Abbi’s brother, Kace, has been friends with my cousin Smithy since high school. He and Stella’s brother, Dean, are as much family to Cami and me as these girls are. Kace has a four-year-old daughter Cami adores, and this certainly wouldn’t be the first time Cami hung out with them for a couple of hours.
“Thanks, Abbi,” I say, knowing she’s the one who arranged it.
“So that means Kace is going to be here later?” Stella asks, waggling her brows.
“Stella!” Abbi abandons the lasagna to stomp into the living room and wave a finger at her. “He’s still an emotional wreck from his divorce. He’s in no place to be seduced.”
Stella presses a manicured hand to her chest. “I swear, you climb into bed with a guy one time . . .”
Savvy cackles, and I feel even lighter. These girls.
“Lord help us,” Abbi says.
Savvy rolls her eyes and gives Abbi a pointed look. “Kace can handle himself. He’s a big boy.”
“Yeah, he is,” Stella says under her breath.
Savvy guffaws, and I bite back my smile.
Abbi shakes her head and grabs the bottle of vodka from the table. “You drive me to drink, woman,” she mutters, and we all laugh.
I scan the piles of snack food Stella’s pulling from the bag. Doritos, donuts, Milano cookies, and a box of Godiva chocolates. “I’m pretty sure we have enough here for all of us to have an emotional breakdown and still have leftovers.”
Stella kicks off her heels and tucks her feet under her on the couch. “Someone catch me up.”
“What do you want to know?” I’m dreading any kind of recap, because every time we run down the facts on the mess that is my life, I feel like a bigger idiot.

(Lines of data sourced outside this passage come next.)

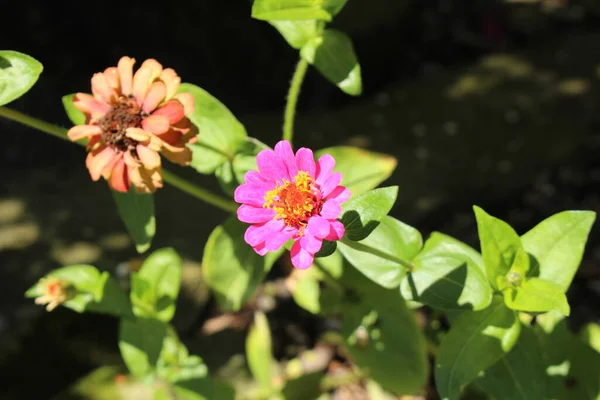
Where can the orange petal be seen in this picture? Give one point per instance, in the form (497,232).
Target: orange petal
(112,77)
(96,161)
(171,80)
(155,96)
(80,131)
(90,105)
(156,124)
(119,179)
(173,110)
(125,68)
(187,101)
(149,158)
(102,90)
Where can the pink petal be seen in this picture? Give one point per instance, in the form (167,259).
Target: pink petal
(256,234)
(155,96)
(271,166)
(125,68)
(173,110)
(276,240)
(318,226)
(284,150)
(96,161)
(331,183)
(311,243)
(301,258)
(81,131)
(249,194)
(324,168)
(340,194)
(156,124)
(101,89)
(331,209)
(149,158)
(254,215)
(337,231)
(90,105)
(306,161)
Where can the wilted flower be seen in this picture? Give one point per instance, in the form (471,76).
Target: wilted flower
(130,119)
(292,197)
(54,292)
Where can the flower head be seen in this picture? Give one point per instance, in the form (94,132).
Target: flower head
(130,119)
(292,197)
(54,292)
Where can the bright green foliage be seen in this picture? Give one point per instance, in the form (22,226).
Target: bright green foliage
(557,243)
(385,254)
(476,340)
(362,170)
(447,274)
(18,73)
(156,286)
(231,267)
(137,212)
(222,135)
(362,214)
(332,53)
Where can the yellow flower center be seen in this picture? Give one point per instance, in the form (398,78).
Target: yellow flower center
(295,202)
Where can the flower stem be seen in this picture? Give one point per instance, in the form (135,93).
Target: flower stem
(292,100)
(180,183)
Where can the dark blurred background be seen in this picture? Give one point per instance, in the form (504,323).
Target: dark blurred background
(483,102)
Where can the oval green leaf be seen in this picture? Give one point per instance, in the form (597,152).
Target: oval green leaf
(557,245)
(221,134)
(362,170)
(448,275)
(18,73)
(333,55)
(137,212)
(476,340)
(384,255)
(362,214)
(231,267)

Stella opens the bag of Doritos and passes them to me. “The text from Savvy said, ‘Julian’s being a dick. Marston back in the picture. Intervention in thirty.’”
I turn to glare at Savvy. “Really, Savvy? Intervention?”

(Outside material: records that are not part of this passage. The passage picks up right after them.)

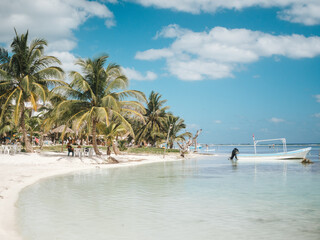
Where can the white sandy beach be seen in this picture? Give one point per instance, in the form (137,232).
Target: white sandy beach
(21,170)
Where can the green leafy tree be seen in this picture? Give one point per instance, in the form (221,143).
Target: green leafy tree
(98,95)
(155,118)
(26,75)
(110,134)
(176,125)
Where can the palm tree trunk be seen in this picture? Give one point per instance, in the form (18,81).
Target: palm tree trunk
(25,139)
(41,140)
(115,149)
(108,150)
(94,138)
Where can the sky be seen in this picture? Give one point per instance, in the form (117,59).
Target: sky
(232,68)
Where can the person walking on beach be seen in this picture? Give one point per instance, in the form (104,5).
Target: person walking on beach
(234,153)
(70,149)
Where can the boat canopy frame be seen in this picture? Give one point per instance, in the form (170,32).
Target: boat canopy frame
(284,142)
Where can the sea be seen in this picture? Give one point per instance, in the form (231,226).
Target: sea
(204,198)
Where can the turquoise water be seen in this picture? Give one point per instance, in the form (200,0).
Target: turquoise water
(207,198)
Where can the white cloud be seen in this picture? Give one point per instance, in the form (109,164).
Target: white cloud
(298,11)
(153,54)
(192,126)
(276,120)
(133,74)
(53,20)
(217,53)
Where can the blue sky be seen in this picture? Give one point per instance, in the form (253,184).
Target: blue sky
(230,68)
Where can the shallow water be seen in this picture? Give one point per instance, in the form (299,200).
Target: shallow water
(208,198)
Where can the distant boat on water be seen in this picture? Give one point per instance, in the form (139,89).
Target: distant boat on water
(285,155)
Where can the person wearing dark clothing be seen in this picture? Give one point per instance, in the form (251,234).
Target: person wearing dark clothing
(70,149)
(234,153)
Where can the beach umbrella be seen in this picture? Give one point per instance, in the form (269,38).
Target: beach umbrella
(61,128)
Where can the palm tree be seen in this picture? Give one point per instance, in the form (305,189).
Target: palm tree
(110,134)
(155,117)
(98,95)
(26,75)
(177,125)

Savvy takes the shaker from Abbi and drops ice into it with a clunk. “Seemed appropriate.”
“Weren’t you going to be on vacation until tomorrow?” I ask Stella.
Stella sticks her bottom lip out in a pout. “I left his ass at the resort and flew home early.”
“You left him?” Abbi screeches.
Stella rolls her shoulders back and ignores the question. “So, Julian? Marston? And I’m assuming y’all mean Marston Rowe, as in high-school Marston? As in hotel-mogul Marston?”